Il tema sono gli ormai famosi tamponi. E ad approfondirlo nella rubrica social curata dallo scienziato – ‘Pillole di ottimismo’ – è un gruppo di colleghi italiani: Ilaria Baglivo, Paolo Bonilauri, Francesco Cecconi, Costanza Maria Cristiani, Silvia Falcinelli, Sara Gandini, Paola Pregel, Clementina Sasso, Luca Scorrano. Gli esperti – biologi, biochimici, epidemiologi – provengono da diversi atenei e centri sparsi in tutta la Penisola e spiegano come sia possibile che persone che hanno contratto l’infezione diverse settimane prima del tampone risultino ancora positive.

La tecnica utilizzata per rilevare la presenza del virus nei tamponi (‘Real time’ Pcr) “è molto usata” da anni, amplifica “in modo esponenziale tracce di materiale genetico” presente nei campioni ed è capace di rendere “pertanto ‘rintracciabili’ quantità anche infinitesimali di materiale genetico di Sars-Cov-2 presenti nei tamponi di alcuni individui”. La potenza è tale da “ottenere miliardi di molecole bersaglio a partire teoricamente da una singola presente nel campione da analizzare”.

I grandi vantaggi di una tecnica di amplificazione estremamente sensibile, spiegano gli scienziati, “vanno però ‘gestiti’ e il risultato di una amplificazione di tracce infinitesimali di materiale genetico va adeguatamente interpretato”. C’è infatti un parametro (Ct, Cycle treshold), che dà un’indicazione importante: più è alto, minore è la quantità di materiale genetico contenuto nel campione analizzato. I tamponi delle ultime settimane mostrano che “i positivi di oggi possono essere ‘diversi’ da quelli dell’inizio della pandemia”. Questo lo suggeriscono alcuni studi preliminari in via di pubblicazione.

Si tratta di studi secondo cui “i tamponi positivi che si vedono oggi sembrerebbero contenere meno materiale genetico di Sars-Cov-2 di quanto fosse presente nei campioni analizzati all’inizio della pandemia”, dicono gli esperti nella loro analisi. Per capire come è possibile che un tampone resti positivo per settimane in persone senza alcun sintomo di Covid, basta pensare che “cellule dell’epitelio respiratorio che contengono frammenti amplificabili di virus potrebbero rimanere nell’epitelio per diverse settimane, visto che la loro emivita sembra essere tra i 30 e i 90 giorni. Per questo in soggetti che sono stati infettati, questo processo di ‘smaltimento’ progressivo sia del virus che delle cellule epiteliali infettate può durare per un certo tempo”.

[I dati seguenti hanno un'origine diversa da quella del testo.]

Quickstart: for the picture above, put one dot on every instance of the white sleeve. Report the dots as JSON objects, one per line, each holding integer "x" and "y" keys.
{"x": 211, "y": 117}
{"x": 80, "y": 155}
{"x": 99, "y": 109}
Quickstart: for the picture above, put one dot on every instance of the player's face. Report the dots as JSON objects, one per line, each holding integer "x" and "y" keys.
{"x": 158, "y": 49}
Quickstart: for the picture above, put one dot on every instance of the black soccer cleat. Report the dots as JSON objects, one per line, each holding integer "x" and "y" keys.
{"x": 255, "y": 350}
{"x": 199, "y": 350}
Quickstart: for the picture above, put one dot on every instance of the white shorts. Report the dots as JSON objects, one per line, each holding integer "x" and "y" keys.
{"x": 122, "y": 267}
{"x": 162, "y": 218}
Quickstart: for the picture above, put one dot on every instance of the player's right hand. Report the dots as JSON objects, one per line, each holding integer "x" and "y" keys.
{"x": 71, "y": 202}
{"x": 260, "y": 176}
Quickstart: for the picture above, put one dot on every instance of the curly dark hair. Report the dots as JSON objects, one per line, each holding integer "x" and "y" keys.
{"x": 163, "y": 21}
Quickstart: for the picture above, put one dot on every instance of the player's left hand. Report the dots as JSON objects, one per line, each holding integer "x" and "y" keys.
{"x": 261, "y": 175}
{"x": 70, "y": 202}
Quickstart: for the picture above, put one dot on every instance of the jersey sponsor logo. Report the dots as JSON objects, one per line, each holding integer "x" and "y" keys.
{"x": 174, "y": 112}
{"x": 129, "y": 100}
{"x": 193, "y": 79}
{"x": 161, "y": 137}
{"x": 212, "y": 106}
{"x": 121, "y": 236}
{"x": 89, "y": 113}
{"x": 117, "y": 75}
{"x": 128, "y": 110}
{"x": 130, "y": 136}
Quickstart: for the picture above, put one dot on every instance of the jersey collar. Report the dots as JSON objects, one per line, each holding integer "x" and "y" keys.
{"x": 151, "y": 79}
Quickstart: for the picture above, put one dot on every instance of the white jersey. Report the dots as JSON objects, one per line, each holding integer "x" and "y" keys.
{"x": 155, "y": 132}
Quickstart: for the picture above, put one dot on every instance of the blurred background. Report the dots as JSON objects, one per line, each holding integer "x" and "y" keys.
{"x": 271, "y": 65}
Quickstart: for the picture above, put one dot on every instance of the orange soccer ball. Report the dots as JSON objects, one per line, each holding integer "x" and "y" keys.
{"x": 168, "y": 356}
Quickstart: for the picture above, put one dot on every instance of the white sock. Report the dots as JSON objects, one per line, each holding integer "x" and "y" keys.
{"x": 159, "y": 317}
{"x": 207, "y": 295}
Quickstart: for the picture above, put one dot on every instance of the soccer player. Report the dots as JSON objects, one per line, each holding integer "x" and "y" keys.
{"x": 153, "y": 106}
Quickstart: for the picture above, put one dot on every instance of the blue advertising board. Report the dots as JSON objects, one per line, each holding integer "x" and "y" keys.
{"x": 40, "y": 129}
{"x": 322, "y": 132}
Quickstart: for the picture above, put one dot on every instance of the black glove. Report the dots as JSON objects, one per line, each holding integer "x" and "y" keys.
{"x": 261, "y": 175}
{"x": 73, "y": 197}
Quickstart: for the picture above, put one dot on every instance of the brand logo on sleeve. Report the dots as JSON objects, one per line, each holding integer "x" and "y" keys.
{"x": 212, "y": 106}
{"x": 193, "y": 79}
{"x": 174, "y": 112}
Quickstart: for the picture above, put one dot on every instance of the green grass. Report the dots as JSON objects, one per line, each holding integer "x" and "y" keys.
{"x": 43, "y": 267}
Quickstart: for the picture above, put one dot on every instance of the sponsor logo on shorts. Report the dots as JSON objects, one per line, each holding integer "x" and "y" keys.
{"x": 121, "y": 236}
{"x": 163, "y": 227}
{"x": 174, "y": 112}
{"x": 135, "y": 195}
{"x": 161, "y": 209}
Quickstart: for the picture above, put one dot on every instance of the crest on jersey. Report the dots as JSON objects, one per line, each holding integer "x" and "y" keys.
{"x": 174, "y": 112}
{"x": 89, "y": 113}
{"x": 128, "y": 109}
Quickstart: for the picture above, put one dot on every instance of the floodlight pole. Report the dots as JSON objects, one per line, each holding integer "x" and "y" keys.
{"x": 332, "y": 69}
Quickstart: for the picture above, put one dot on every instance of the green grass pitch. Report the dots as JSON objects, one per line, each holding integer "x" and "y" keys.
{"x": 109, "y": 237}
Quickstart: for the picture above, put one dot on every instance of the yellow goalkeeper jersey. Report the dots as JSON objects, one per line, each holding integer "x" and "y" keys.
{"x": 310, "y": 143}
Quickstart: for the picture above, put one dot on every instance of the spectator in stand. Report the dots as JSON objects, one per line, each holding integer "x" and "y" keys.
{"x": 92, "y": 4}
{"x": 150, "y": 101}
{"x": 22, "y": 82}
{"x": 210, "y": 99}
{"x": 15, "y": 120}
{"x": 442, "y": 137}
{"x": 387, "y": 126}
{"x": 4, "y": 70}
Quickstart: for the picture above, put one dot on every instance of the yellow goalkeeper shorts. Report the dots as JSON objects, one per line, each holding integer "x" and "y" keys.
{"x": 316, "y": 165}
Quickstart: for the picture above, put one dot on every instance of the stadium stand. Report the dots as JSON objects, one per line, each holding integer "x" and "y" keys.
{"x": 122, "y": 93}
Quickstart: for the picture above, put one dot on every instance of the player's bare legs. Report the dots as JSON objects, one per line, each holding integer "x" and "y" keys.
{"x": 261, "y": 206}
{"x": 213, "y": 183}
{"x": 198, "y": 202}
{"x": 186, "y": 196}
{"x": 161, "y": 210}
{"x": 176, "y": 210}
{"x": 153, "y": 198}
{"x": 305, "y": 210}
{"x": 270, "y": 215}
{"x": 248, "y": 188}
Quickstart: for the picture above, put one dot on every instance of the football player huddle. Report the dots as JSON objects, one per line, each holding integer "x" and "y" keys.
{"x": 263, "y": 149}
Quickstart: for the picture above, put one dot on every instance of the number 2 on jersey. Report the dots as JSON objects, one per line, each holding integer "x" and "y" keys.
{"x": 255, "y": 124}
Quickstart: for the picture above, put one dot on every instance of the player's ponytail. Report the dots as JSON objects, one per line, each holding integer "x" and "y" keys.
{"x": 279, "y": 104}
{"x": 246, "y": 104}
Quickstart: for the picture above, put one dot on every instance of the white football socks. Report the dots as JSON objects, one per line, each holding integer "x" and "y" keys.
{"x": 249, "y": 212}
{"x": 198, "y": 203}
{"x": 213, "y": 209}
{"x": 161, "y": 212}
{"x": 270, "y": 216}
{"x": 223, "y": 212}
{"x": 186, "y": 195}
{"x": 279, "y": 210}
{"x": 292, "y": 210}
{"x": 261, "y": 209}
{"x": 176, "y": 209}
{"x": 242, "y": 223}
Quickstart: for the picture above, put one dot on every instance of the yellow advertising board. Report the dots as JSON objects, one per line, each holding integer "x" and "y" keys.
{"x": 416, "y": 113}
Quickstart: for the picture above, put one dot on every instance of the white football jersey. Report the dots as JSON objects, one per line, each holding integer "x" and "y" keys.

Per gli scienziati autori dell’analisi, è fondamentale che si facciano studi su questi aspetti. “Da notare che se i tamponi risultati positivi in soggetti asintomatici nelle ultime settimane della pandemia contengono in media relativamente poche molecole bersaglio di Sars-Cov-2 (probabilmente derivate da frammenti di virus ‘morto’ e quindi incapace di replicarsi) è molto probabile che questi soggetti si siano infettati molto tempo prima e non siano più in grado di trasmettere la malattia”. I risultati di laboratorio, concludono gli esperti, “‘raccontano’ sempre una storia, bisogna solo aver voglia di ascoltarla ed essere in grado di capirla”.